The success story next door

Meanwhile, just across Putney, another alcohol licence application is sailing toward approval – proving it can be done right.

Sadaf Express wants to breathe life into a unit that’s been empty for years at 7 Lower Richmond Road – on the same corner as Tequila Mockingbird and Putney Pies. This is “a new business” in premises that have “never held a premises licence,” seeking the same weekend 1am hours that Sweet Tooth is demanding.

The difference? When police raised concerns about the operating schedule not properly addressing “the prevention of crime and disorder licensing objectives,” applicant Naeem Sadegi quickly agreed to comprehensive conditions including CCTV, incident logs, and bans on selling single cans or open containers.

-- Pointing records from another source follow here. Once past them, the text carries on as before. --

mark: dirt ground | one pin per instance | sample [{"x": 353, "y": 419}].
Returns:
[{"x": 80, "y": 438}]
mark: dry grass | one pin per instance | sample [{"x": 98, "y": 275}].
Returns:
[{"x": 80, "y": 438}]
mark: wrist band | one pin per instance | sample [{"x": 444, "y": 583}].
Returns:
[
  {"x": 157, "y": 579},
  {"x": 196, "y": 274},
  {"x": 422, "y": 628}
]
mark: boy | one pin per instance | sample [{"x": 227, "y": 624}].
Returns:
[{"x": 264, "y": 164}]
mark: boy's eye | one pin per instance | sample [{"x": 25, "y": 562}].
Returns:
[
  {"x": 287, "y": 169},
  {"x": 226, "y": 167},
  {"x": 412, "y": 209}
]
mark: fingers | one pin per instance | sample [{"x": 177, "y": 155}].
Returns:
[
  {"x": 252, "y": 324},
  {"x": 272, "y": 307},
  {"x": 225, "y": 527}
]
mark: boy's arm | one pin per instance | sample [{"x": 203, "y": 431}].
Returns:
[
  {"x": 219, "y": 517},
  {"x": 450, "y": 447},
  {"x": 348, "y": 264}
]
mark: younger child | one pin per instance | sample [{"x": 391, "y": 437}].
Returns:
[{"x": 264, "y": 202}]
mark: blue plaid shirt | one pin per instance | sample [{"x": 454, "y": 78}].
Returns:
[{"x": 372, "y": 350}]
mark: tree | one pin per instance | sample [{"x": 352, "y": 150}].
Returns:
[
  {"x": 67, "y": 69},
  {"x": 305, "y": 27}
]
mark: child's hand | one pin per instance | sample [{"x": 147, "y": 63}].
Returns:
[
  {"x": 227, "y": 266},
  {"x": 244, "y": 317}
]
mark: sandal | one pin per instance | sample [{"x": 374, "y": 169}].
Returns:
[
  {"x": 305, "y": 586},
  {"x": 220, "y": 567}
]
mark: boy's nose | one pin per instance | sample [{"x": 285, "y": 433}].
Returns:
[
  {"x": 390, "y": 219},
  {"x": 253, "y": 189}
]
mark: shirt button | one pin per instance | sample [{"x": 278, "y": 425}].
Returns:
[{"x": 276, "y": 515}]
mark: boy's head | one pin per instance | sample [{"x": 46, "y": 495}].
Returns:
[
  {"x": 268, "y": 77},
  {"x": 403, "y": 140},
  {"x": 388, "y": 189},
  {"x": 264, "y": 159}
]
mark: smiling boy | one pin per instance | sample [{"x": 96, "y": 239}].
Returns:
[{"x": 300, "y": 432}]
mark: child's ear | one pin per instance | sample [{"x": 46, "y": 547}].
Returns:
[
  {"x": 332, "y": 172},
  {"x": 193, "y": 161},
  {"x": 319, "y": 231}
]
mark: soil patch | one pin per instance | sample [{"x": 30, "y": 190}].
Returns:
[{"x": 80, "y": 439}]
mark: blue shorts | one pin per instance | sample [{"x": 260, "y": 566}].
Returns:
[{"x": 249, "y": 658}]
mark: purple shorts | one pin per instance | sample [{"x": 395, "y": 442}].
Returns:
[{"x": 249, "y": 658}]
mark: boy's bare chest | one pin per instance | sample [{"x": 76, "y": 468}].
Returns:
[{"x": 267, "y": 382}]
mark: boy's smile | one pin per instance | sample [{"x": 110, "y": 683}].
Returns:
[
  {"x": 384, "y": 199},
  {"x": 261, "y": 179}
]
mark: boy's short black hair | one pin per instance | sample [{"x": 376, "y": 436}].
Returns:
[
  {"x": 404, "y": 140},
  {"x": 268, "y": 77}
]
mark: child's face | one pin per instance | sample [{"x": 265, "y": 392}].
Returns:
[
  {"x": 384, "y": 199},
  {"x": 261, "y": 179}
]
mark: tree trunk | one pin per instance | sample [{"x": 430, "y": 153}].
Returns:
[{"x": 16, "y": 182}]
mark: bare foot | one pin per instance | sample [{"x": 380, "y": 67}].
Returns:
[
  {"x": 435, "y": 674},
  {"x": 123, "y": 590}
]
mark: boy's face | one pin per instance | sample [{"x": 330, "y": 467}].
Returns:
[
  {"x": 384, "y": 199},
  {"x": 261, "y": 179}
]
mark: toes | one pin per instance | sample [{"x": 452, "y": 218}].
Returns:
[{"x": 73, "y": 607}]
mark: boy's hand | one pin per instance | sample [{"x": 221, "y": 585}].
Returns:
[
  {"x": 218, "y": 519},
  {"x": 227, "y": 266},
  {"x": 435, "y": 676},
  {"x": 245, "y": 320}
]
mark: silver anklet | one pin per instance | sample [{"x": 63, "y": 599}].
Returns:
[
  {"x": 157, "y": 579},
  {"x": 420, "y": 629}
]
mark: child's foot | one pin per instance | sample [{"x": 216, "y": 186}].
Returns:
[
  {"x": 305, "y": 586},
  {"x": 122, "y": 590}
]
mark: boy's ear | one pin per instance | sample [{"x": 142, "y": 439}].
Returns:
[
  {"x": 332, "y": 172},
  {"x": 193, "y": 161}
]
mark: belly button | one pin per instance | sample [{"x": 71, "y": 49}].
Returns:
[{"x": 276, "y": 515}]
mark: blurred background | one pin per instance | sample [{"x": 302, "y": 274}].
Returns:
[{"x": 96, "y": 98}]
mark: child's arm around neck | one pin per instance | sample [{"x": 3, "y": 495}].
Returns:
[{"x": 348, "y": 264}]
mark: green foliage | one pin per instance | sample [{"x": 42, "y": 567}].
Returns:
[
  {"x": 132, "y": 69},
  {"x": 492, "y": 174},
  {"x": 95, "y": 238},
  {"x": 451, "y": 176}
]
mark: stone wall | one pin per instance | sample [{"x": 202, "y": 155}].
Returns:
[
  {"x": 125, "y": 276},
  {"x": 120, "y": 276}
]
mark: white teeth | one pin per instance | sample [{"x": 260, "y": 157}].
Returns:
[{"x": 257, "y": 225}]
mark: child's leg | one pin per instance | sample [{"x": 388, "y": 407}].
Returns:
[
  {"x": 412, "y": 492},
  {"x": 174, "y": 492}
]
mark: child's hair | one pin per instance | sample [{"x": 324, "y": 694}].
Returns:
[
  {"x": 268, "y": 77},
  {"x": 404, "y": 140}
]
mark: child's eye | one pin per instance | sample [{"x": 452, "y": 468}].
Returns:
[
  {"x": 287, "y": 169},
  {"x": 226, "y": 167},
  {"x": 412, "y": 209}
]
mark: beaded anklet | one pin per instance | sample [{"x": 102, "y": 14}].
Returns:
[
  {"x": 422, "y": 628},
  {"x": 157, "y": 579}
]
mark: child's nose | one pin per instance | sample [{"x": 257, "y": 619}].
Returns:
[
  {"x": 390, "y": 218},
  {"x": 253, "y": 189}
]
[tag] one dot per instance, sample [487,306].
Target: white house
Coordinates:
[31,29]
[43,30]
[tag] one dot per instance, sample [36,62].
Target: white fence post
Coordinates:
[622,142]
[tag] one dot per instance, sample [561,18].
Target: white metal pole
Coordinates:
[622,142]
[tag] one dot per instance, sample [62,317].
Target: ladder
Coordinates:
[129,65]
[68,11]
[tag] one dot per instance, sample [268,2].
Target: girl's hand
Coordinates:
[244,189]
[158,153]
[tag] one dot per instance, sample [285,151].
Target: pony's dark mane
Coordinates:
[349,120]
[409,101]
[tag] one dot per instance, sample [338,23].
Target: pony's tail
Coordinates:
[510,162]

When Trading Standards wanted age verification measures, he immediately accepted notices at sales points, staff training, and Challenge 25 policies. The result? Just two neighbour complaints versus Sweet Tooth’s avalanche of opposition.

Judgment Day

Tuesday evening’s council should prove interesting [pdf]. At 7pm in Wandsworth Town Hall, the Licensing Sub-Committee will decide whether business ambition trumps residential sanity.

For Sweet Tooth Café, the evidence is damning. When environmental health officers witness disturbances firsthand and residents report threats, you’re fighting the council’s four key objectives: preventing crime and disorder, ensuring public safety, preventing public nuisance, and protecting children.

One application shows how to address official concerns through cooperation. The other demonstrates how to unite a neighbourhood – and environmental services – against you. The meeting starts at 7pm, with a live webcast for anyone wanting to watch democracy in action.


Correction. 10am. Monday 7 July. We changed the main image on this story from the one below after a number of readers contacted us to complain that it was too aggressive. We felt the image was appropriately satirical given the “Sweet Tooth” name but we take your point.